The problem is that Google is acting on such submissions immediately without verifying anything. We file counter notices, but it takes time for Google to process them, meanwhile the traffic is lost.

Does anyone know how to fight back in such cases?
 
Savages.

Sue them if you know who they are.
 
Does anyone know how to fight back in such cases?
I had something similar happen many years ago. I can only tell you what I did. Which was to try to identify a short list of suspects - and then I returned the shots. Of course, take all the precautions necessary.

Large companies rarely use such tactics. So, I ignored any large, legit looking organization. I identified newer sites and sites that were rising in the search results. I carefully hid my identity and filed takedown notices from different locations on different days. Using a crappy, all-cash cell phone I monitored the search results and the email address I used in the DMCA.

I have found that most web people don't even know about the DMCA. Even if they have heard of it they often don't know how to respond. As I watched pages drop out off Google I started to receive the most vile threats on one of my DMCA emails.
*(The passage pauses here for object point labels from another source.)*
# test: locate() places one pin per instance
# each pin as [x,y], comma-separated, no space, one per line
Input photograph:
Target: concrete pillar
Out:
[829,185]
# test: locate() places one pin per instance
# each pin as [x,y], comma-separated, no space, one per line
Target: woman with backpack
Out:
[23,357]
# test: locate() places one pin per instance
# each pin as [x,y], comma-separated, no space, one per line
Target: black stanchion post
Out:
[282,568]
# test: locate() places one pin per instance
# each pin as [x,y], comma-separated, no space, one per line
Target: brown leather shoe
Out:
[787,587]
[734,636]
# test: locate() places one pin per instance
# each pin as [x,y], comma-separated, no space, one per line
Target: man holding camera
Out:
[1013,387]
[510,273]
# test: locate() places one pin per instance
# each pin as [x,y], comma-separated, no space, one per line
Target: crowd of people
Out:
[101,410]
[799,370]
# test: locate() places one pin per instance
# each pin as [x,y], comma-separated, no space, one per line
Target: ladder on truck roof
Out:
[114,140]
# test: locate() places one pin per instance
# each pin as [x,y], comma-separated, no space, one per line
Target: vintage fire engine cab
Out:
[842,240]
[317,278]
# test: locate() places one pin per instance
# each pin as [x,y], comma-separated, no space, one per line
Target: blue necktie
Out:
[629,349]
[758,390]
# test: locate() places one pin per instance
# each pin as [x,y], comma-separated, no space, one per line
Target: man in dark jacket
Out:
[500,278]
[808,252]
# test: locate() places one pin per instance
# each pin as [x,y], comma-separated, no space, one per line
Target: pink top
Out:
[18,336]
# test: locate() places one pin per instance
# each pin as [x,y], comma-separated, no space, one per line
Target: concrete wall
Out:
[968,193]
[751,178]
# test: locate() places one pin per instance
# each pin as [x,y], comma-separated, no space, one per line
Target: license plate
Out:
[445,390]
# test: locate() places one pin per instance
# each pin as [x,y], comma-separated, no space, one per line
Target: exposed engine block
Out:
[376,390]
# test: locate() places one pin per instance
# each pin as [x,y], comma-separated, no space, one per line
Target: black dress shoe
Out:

Someone was really upset. A few weeks later one of the URLs popped back up on Google. Someone knows enough about the DMCA to file a Counter Notice. So, I send many take down notices against tons of pages on that site. I got lucky because after many threats, included death threats, the person responding sent an email that said something like, "Truce?".

This took a while because each take down notice would take days to get organized. Then I would need to wait a couple weeks to see if the URLs came back into the search results. Wash, rinse, repeat.

The end results was the DMCA attacks stopped. I had a lot of time on my hands back then.